I had no security clearance, so I wasn’t told much about the project.  We were given the frequency and time of “known” spy signals.  As a Ham Radio operator, I knew something about radio propagation, and this told me that the signals were from China.  Our job was to describe the characteristics of the signals in order for the governmental agency to replace the live humans who were listening to Chinese spies 24/7 and recording them.  They wanted to computerize the process.  We weren’t tasked with figuring out what the communications were saying.  We had no expertise in that area.

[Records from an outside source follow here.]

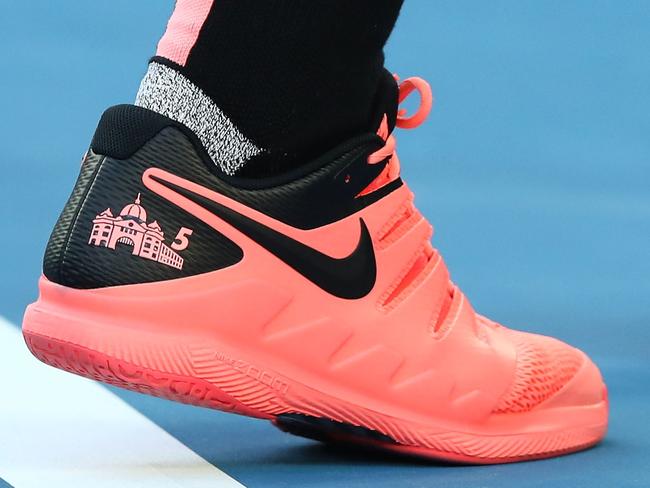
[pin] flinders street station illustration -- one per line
(130, 228)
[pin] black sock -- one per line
(291, 79)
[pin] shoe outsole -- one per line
(197, 375)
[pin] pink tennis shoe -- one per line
(313, 299)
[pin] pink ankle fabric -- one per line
(183, 29)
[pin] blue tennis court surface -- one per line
(534, 168)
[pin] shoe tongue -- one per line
(385, 103)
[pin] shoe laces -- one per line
(388, 150)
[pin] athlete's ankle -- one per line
(268, 86)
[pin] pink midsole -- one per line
(280, 389)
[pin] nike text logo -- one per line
(349, 277)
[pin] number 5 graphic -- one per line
(181, 241)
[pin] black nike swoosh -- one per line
(349, 277)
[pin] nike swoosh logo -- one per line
(350, 277)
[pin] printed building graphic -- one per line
(130, 228)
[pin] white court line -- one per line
(60, 430)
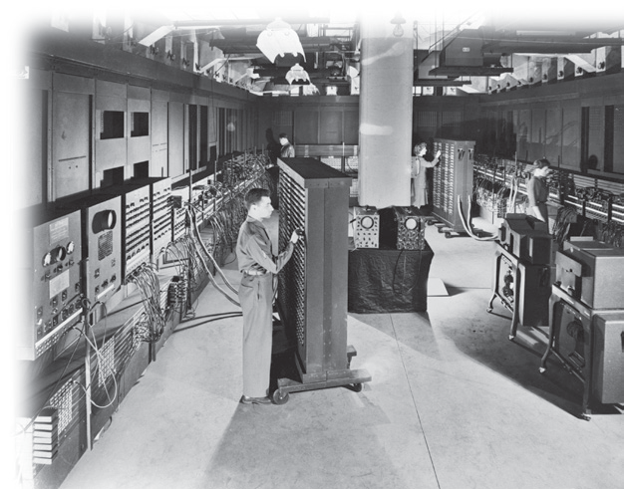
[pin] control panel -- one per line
(366, 229)
(54, 293)
(101, 220)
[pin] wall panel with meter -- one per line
(101, 228)
(366, 229)
(54, 288)
(135, 224)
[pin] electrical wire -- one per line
(465, 224)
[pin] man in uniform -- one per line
(288, 150)
(258, 265)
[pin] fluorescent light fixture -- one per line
(278, 39)
(297, 73)
(157, 35)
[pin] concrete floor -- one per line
(453, 404)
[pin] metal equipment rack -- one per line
(312, 293)
(452, 179)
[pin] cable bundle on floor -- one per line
(152, 325)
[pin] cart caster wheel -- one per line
(279, 397)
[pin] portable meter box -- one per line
(527, 238)
(591, 271)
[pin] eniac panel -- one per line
(313, 285)
(54, 288)
(452, 178)
(135, 228)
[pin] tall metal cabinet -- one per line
(312, 293)
(452, 179)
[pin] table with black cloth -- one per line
(388, 280)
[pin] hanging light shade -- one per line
(278, 39)
(297, 73)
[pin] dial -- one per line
(410, 223)
(367, 222)
(59, 254)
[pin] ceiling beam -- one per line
(554, 45)
(199, 23)
(240, 46)
(469, 71)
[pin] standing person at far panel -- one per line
(537, 189)
(419, 174)
(258, 265)
(288, 150)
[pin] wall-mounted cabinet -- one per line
(71, 134)
(111, 107)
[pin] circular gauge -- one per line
(59, 254)
(410, 223)
(103, 221)
(367, 222)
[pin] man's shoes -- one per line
(255, 400)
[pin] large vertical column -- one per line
(385, 112)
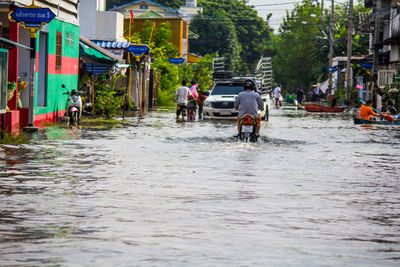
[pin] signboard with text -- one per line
(176, 61)
(138, 50)
(32, 17)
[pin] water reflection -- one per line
(157, 192)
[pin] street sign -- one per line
(32, 17)
(138, 50)
(367, 66)
(176, 61)
(333, 69)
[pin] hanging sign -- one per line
(176, 61)
(138, 50)
(32, 17)
(333, 69)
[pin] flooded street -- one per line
(316, 190)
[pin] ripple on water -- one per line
(156, 192)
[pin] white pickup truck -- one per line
(220, 104)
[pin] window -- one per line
(69, 39)
(58, 50)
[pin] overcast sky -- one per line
(278, 9)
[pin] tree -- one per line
(301, 48)
(217, 36)
(251, 31)
(168, 3)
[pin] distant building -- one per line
(179, 20)
(57, 49)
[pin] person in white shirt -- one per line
(181, 96)
(277, 96)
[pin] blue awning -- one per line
(96, 68)
(112, 44)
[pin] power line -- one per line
(278, 4)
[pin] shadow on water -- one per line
(152, 188)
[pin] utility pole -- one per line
(331, 46)
(376, 47)
(349, 71)
(322, 13)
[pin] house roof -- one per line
(150, 14)
(144, 1)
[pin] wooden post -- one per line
(349, 72)
(331, 40)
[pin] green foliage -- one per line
(302, 48)
(230, 27)
(107, 101)
(202, 72)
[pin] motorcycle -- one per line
(192, 109)
(248, 129)
(73, 107)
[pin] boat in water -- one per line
(378, 122)
(321, 108)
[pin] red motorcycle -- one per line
(248, 129)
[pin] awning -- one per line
(95, 53)
(91, 54)
(96, 68)
(112, 44)
(13, 44)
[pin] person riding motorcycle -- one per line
(249, 102)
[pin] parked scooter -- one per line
(248, 129)
(73, 107)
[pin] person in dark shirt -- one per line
(300, 96)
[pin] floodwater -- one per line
(315, 191)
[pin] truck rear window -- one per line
(226, 89)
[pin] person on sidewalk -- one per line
(181, 97)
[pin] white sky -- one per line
(278, 9)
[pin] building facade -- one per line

I immediately realized that some signals that were called spy signals didn’t contain any information of any kind.  The humans were wrong about what was a spy signal and what was an innocent signal.  Now that I knew what the actual spy signals sounded like, I started looking for spy signals that might have been missed.  I found plenty of them.

One might ask how trained people could do the job so poorly.  That is because they weren’t Ham operators.  They weren’t qualified to do the job because they lacked a personal passion for Morse code.  They were just doing a paid job that was super boring to them.

I was so amazed at how poorly this monitoring of supposed signals from spies was being done that I had to do something.  I bought a large sheet of cardboard poster paper and used magic markers to make up a chart of what was in error and what had been totally missed.  I did this on my own time, without pay.

I showed the boss, and he was very interested.  He asked if he could borrow the chart.  A few days later, he came back in with my chart and explained what had happened.  He had flown to Washington, DC, to confer with “the client” about what I had found.  I proved that their whole spy mission had been a waste of time and money for all of those years.

SRI got a new contract to approach this project from a different angle.  Of course, the boss was happy to get more of the government’s money with this new and larger contract.

The SRI facility had “high security,” and we were supposed to find a security guard to let us into our workplace and a few other buildings as needed.  Try finding a security person in the middle of the night.  So, I figured out how to pick the locks of every building to which I had authorized access.  Nobody ever figured out what I was doing.  “Highly secure” meant nothing at all.

It was the positive results of this task that got me a recommendation for the NEXRAD position described in another article.

I was lucky that I got the job and good fortune that I discovered the mess.  It was an accident that my ability with Morse Code got me my next job that was unrelated in any way.

I lived my life of success because of accidents, or maybe it is luck.  Skill is good, but luck is better.